HACK: Homomorphic Acceleration via Compression of the Key-Value Cache for Disaggregated LLM Inference
Zeyu Zhang, Haiying Shen, Shay Vargaftik, Ran Ben Basat, Michael Mitzenmacher, Minlan Yu
TL;DR
This work tackles the KV data transfer bottleneck in disaggregated LLM inference by introducing HACK, a homomorphic quantization approach that performs matrix multiplications directly on quantized KV data, removing the costly KV dequantization step. By partitioning and asymmetrically quantizing KV components and integrating with FlashAttention-2 on vLLM, HACK achieves substantial end-to-end speedups (up to 70.9% JCT reduction) while maintaining accuracy within a few percent across multiple models and long sequences. The method reduces KV transmission and memory access overhead, accelerates both prefill and decode stages through quantized matrix multiplication, and demonstrates scalability across GPU configurations and datasets. Overall, HACK offers a practical, hardware-conscious solution to accelerate disaggregated LLM inference on commodity GPUs and networks, with open-source release for broader adoption.
Abstract
Disaggregated Large Language Model (LLM) inference has gained popularity as it separates the computation-intensive prefill stage from the memory-intensive decode stage, avoiding the prefill-decode interference and improving resource utilization.

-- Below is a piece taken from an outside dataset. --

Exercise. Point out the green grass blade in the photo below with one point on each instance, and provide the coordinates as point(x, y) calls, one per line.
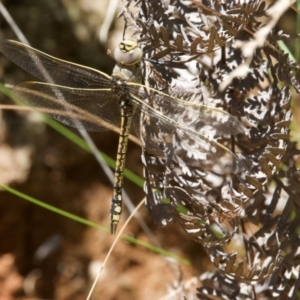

However, transmitting Key-Value (KV) data between the two stages can be a bottleneck, especially for long prompts. Additionally, the computation time overhead for prefill and decode is key for optimizing Job Completion Time (JCT), and KV data size can become prohibitive for long prompts and sequences. Existing KV quantization methods can alleviate the transmission bottleneck and reduce memory requirements, but they introduce significant dequantization overhead, exacerbating the computation time. We propose Homomorphic Acceleration via Compression of the KV cache (HACK) for disaggregated LLM inference. HACK eliminates the heavy KV dequantization step, and directly performs computations on quantized KV data to approximate and reduce the cost of the expensive matrix-multiplication step. Extensive trace-driven experiments show that HACK reduces JCT by up to 70.9% compared to disaggregated LLM inference baseline and by up to 52.3% compared to state-of-the-art KV quantization methods.